Laffer’s overriding and fundamental recommendation, the one he emphasizes from the 30,000-foot economist’s view, is this: “You want to make it worthwhile for people to work. Make it more attractive for producers.”

More suggestions: Lower airport landing fees; lower city and county hotel taxes (you can imagine all of the screaming over that one); lower or eliminate the sales tax on commercial leases. (“That will encourage more building,” Laffer said.)

When businesses and entrepreneurs produce more supply, when they produce more goods and services of value, demand will rise. That’s the premise of Laffer’s supply-side economics. So if we want to stimulate demand, government must reduce the barriers to produce more supply.

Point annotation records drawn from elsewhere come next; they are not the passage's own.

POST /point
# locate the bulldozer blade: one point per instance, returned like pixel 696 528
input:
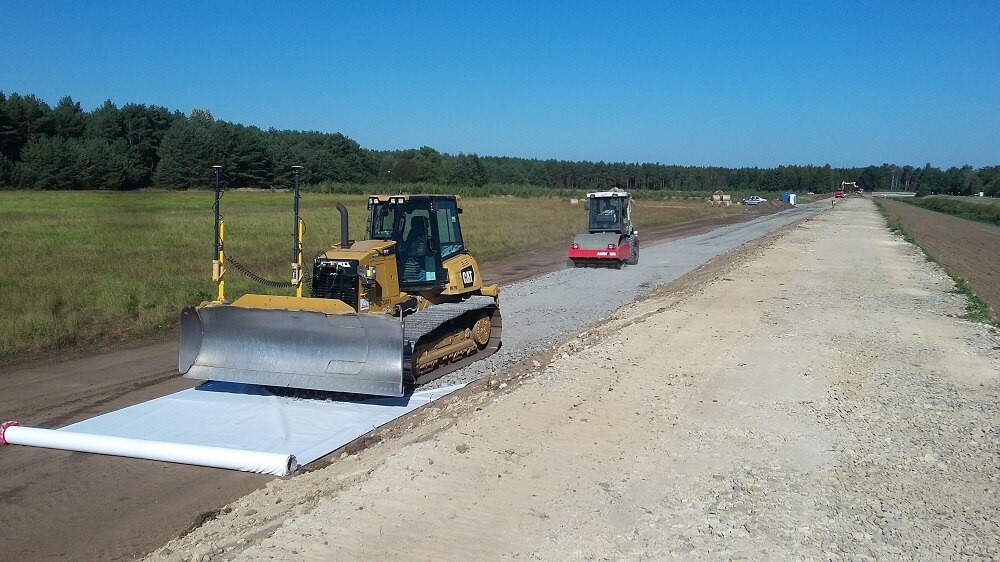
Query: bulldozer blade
pixel 357 353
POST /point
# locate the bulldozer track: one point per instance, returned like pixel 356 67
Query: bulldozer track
pixel 430 323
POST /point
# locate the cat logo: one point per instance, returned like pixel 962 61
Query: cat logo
pixel 468 277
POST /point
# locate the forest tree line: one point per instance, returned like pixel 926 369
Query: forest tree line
pixel 137 146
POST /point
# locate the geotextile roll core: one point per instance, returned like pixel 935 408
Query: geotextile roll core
pixel 278 464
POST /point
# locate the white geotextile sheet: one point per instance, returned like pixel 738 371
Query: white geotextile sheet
pixel 249 417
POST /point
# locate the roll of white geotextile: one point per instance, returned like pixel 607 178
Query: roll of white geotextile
pixel 278 464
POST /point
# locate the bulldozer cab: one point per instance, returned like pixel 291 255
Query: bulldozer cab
pixel 426 230
pixel 609 212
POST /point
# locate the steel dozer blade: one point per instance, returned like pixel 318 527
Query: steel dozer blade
pixel 358 353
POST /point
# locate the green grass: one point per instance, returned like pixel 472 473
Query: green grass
pixel 93 268
pixel 973 208
pixel 976 310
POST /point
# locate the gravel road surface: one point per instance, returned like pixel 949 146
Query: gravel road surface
pixel 543 310
pixel 814 396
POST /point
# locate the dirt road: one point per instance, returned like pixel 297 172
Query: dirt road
pixel 818 398
pixel 967 249
pixel 56 504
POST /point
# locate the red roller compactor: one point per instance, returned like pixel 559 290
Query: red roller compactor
pixel 610 240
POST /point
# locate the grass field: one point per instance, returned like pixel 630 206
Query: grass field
pixel 983 209
pixel 92 268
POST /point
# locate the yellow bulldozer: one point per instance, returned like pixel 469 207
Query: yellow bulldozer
pixel 403 306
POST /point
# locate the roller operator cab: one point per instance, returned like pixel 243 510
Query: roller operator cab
pixel 610 241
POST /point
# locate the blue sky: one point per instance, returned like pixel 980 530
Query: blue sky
pixel 692 83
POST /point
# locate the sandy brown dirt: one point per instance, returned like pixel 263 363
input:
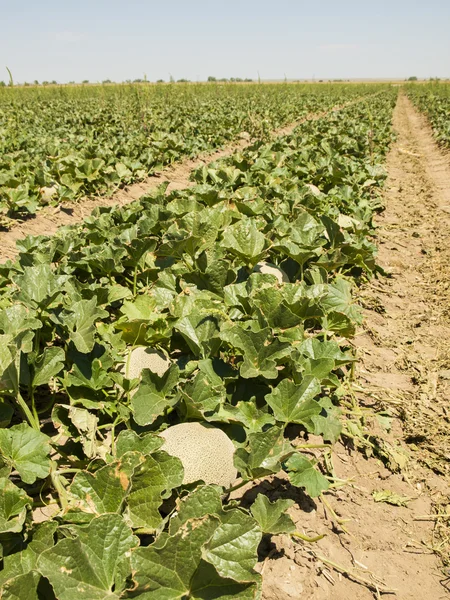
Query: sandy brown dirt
pixel 405 369
pixel 49 219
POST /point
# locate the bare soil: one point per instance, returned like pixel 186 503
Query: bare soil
pixel 50 218
pixel 404 349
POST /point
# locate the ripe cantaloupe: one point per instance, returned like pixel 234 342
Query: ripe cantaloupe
pixel 271 269
pixel 205 451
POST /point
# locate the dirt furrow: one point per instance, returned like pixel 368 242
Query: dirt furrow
pixel 49 219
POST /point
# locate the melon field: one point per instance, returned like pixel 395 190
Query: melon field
pixel 224 358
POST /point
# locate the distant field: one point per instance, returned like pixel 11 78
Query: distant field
pixel 65 142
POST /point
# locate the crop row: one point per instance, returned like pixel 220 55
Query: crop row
pixel 65 143
pixel 434 101
pixel 248 349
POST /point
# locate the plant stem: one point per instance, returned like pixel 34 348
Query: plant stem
pixel 305 538
pixel 31 418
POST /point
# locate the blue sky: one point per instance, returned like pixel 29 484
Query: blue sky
pixel 79 39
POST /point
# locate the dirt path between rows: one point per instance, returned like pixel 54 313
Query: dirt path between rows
pixel 404 348
pixel 49 219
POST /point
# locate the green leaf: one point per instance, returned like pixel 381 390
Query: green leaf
pixel 200 330
pixel 80 322
pixel 48 365
pixel 204 500
pixel 301 473
pixel 21 587
pixel 271 516
pixel 130 441
pixel 244 240
pixel 206 584
pixel 27 451
pixel 95 564
pixel 259 350
pixel 154 395
pixel 293 403
pixel 151 482
pixel 38 286
pixel 204 393
pixel 164 572
pixel 18 318
pixel 270 302
pixel 339 299
pixel 39 538
pixel 265 452
pixel 245 412
pixel 233 546
pixel 13 507
pixel 100 492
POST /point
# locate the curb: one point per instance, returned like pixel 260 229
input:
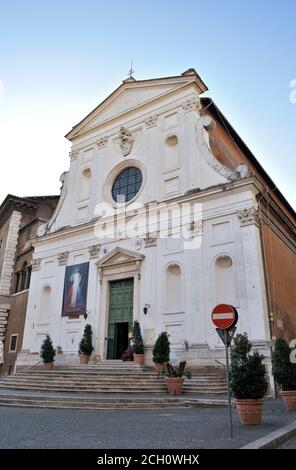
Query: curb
pixel 274 439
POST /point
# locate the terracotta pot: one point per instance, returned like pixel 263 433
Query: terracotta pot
pixel 84 359
pixel 159 367
pixel 174 385
pixel 249 411
pixel 139 358
pixel 48 365
pixel 289 398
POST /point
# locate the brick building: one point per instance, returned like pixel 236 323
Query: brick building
pixel 19 221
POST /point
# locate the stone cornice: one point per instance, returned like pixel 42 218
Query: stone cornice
pixel 198 195
pixel 125 113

It wasn’t all that long ago that’s what occurred in Florida — during the Gov. Rick Scott years from 2010-2018. Surely you remember Scott being almost maniacal about wanting Florida to have the best business climate in the nation. He spent eight years touting “jobs, jobs, jobs,” pushing the Legislature to cut the corporate income tax and the sales tax on commercial leases and manufacturing equipment, among other cuts to taxes and fees. And he did likewise with regulations.

These were steps to reduce the barriers to production, to leave more capital in business to be invested to create more supply … and demand.

It worked. During Scott’s two terms, Florida employment increased by 1.67 million jobs. State sales collections — driven by a robust economy — increased 46%, from a low of $27.69 billion in 2009, in the pit of the recession, to $40.47 billion when Scott left office. Increased business supply led to increased demand.

Similar steps would help now because, in truth, the CARES Act is not an economic stimulus act. There is nothing in it that reduces barriers to economic productivity. It’s just the opposite.

The $2 trillion stimulus is merely transferring money through borrowing — taking from one hand and redistributing it to another, shifting that $2 trillion in borrowed money to consumers to create more consumption. Consumption, Laffer will tell you, doesn’t stimulate growth; consumption is a result of growth that already occurred.

That’s why Florida’s state, county and local politicians should take seriously Laffer’s recommendations to help Florida’s economy, to make Florida more attractive for businesses to produce as we fight our way through this war.

When you talk to CEOs and entrepreneurs who navigated successfully through business crises, they almost uniformly advise this one principle of crisis management: Act fast, and don’t wait.